AWS Official Blog

Amazon EC2 Cluster Instances Available on Spot Market

by Jeff Barr | on | in Amazon EC2 | | Comments

Today we are coupling two popular aspects of Amazon EC2: Cluster computing and Spot Instances!

More and more of our customers are finding innovative ways to use EC2 Spot Instances to save up to two-thirds off the On-Demand price. Batch processing, media rendering and transcoding, grid computing, testing, web crawling, and Hadoop-based processing are just a handful of the use cases that are running on Spot today.
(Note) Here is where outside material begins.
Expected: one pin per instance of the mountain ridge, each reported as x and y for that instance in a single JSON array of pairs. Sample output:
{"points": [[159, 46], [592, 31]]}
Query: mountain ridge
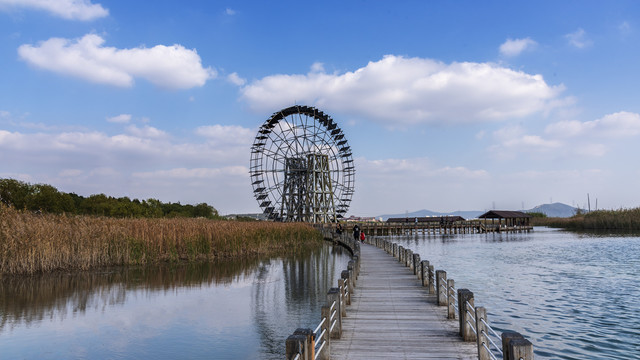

For example, researchers at the University of Melbourne and the University of Barcelona are doing vast amounts of data processing for their Belle particle physics experiments on EC2 Spot Instances and realizing a cost savings (when compared to the price of On-Demand Instances) of 56% in the process. Each job starts out small (15-20 EC2 instances) and then scales up to between 20 and 250 instances in the space of four hours. Read more in our new case study.

Scribd has also made very good use of EC2 Spot Instances. As described in the case study, they were able to save 63% (or $10,500) on a large-scale data conversion (From Flash to HTML5) running on over 2,000 EC2 instances at a time. They converted every one of the millions of documents that have been uploaded to the site to HTML5 using a scalable grid comprised of a single master node and multiple slave nodes.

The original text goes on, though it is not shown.